On thing I definitely would be interested in is to see if you are able to match any other Canadian retailers. Would definitely be a plus if you are able to do so.

Looking forward to seeing your new site come up! Should be neat to see how you stack up to other online sellers here and on the West coast.


----------



## UnderTheSea (Jun 2, 2008)

Personally I do prefer paypal when I make payments; however, what I am finding is many clients do not have paypal and want to either pay via credit card or email money.

I have had great success over the past two years shipping fedex with zero complaints. I will continue to utilize fedex shipping for perishable items and canada post for others unless an expedite is required.

It is very hard to price match live stock especially since the majority of our stock is cultured. We have not brought in any shipment of corals or rock that were from the wild to date and will continue down this path. We are unique in this aspect as many competitors in the GTA only deal with wild corals and a few species of cultured. Yes cultured are a little more $ right now, but with more sanctions and other environmental issues this is going to cut the supplies of the wild imports.
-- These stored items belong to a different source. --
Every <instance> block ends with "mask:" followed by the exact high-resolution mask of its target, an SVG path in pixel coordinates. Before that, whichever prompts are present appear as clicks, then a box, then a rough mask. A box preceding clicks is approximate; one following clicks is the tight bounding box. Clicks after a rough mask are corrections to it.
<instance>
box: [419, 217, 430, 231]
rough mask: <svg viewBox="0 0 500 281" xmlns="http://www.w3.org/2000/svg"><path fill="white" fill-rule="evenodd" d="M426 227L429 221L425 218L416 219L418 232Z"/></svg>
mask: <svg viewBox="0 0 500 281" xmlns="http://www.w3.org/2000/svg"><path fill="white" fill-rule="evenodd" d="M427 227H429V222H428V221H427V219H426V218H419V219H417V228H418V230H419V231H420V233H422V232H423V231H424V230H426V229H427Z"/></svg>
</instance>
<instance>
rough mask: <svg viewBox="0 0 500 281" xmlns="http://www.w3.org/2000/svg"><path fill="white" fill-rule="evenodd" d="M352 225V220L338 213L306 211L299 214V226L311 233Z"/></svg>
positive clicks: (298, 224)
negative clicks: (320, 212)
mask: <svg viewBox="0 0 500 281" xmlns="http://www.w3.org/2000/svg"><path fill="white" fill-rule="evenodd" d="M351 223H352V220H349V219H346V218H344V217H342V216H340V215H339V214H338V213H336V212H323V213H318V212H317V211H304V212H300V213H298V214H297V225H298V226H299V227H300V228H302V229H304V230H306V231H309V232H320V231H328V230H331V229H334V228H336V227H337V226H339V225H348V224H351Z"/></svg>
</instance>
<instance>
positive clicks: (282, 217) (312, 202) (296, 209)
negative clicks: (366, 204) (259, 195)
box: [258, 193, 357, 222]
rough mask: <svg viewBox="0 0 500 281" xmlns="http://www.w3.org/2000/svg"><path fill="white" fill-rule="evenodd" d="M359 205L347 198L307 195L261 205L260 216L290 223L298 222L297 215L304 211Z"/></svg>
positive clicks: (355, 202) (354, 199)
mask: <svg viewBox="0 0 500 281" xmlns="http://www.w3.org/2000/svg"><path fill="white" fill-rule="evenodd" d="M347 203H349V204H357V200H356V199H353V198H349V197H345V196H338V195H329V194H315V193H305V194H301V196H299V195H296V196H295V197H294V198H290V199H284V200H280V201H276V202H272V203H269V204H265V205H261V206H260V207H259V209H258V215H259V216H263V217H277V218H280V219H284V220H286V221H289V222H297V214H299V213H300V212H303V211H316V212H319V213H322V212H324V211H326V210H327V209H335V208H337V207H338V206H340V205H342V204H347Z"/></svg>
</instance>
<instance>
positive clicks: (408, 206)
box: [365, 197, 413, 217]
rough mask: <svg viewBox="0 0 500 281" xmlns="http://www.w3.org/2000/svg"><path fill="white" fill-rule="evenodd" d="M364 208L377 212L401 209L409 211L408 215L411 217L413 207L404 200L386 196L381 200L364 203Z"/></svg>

As for our dry stock (food, suppliments, rock etc) we are willing to look at competitors pricing and make a judgement call on same product name, size/qty etc products. If you can find things like spaghetti rock at a better price let us know and we will investigate how to get you the same price.

We are going back to our original plan for now focusing on Aquacultured Corals and Food. We will continue to also carry bulk products like the rock, carbon, calcium chloride, vitamin c and GFO.

Note: Bulk Vitamin C is due in this week and our next shipment of GFO is in two weeks.


----------